HS saat ini tengah membangun pabrik di Lampung yang ditargetkan beroperasi pada Juli mendatang. Langkah ini diambil karena Sumatera merupakan pasar terbesar kedua konsumen rokok di Indonesia. Kontribusi penjualan di pulau ini mencapai 25 persen atau sekitar 135 juta batang.
"Untuk perusahaan rokok yang belum dua tahun, itu signifikan. HS rokoknya orang Sumatera," tegas Tessa.
Perusahaan yang baru berusia dua tahun ini mengusung prinsip pemberdayaan inklusif. Hingga kini, HS telah mempekerjakan 120 karyawan disabilitas dan menyediakan fasilitas mess bagi mereka. Manajemen juga membuka kesempatan bagi ribuan karyawan yang belum memiliki pengalaman kerja.
"Mohon maaf, banyak orang masih kurang beruntung mendapatkan kerja. Semua orang punya kesempatan yang sama," tegas Tessa.
Pemain bas Slank, Ivanka, menjelaskan bahwa HS memfasilitasi penuh gerakan Slankerspreneur—wadah bagi penggemar Slank yang bergerak di sektor UMKM. "Belum pernah kami tur yang sponsornya fasilitasi UMKM untuk jualan. Ini wajah baru Slankers untuk usaha," ungkapnya.
Vokalis Slank, Kaka, menambahkan bahwa kolaborasi ini sejalan dengan visi pemberdayaan masyarakat luas. "HS baru dua tahun sudah merajai. Slank berani, HS juga berani. Makanya Berani Kita Beda!" ujarnya.

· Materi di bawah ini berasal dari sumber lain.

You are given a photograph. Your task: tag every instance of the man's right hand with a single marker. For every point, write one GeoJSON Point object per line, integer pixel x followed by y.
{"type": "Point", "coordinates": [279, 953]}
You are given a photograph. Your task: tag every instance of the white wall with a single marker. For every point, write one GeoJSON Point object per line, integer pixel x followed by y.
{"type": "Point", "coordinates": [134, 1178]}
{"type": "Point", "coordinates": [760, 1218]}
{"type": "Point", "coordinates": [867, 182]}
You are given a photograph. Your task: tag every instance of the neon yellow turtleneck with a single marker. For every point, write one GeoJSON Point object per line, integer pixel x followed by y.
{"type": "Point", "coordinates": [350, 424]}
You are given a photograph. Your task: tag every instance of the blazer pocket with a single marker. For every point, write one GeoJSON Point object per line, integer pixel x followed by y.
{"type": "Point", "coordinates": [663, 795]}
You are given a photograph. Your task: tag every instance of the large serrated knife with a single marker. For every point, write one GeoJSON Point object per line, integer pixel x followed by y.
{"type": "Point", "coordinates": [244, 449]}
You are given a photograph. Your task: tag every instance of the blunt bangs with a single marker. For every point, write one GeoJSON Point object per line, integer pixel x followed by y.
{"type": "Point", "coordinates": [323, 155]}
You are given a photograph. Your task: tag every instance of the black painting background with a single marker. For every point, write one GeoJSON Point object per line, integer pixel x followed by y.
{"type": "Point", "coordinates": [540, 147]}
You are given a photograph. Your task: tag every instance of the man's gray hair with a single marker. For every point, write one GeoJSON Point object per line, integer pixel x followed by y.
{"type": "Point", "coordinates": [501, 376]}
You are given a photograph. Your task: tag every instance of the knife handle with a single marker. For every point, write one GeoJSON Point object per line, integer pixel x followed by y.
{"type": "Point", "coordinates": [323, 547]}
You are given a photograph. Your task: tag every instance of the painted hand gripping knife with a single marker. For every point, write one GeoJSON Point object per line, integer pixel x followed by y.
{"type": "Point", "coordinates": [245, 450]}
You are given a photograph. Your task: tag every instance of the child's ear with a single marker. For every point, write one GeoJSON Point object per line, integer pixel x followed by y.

Sebelum konser utama, ratusan komunitas motor khususnya Vespa menggelar riding bersama melintasi sejumlah tempat ikonik di Palembang. Sejumlah musisi kenamaan turut meramaikan panggung, antara lain Tony Q Rastafara, Superiots, Stand Here Alone, Mahalara, dan local hero Palembang, Kopral Jono. Dua band hasil audisi lokal, D'Aterix dan Brainfreeze, juga tampil dalam acara tersebut.
Kaka mengakui bahwa Palembang merupakan basis Slankers terbesar di Sumatera. "Gara-gara HS ini Slank bisa datang ke Palembang, banyak yang mensyukuri," tandasnya.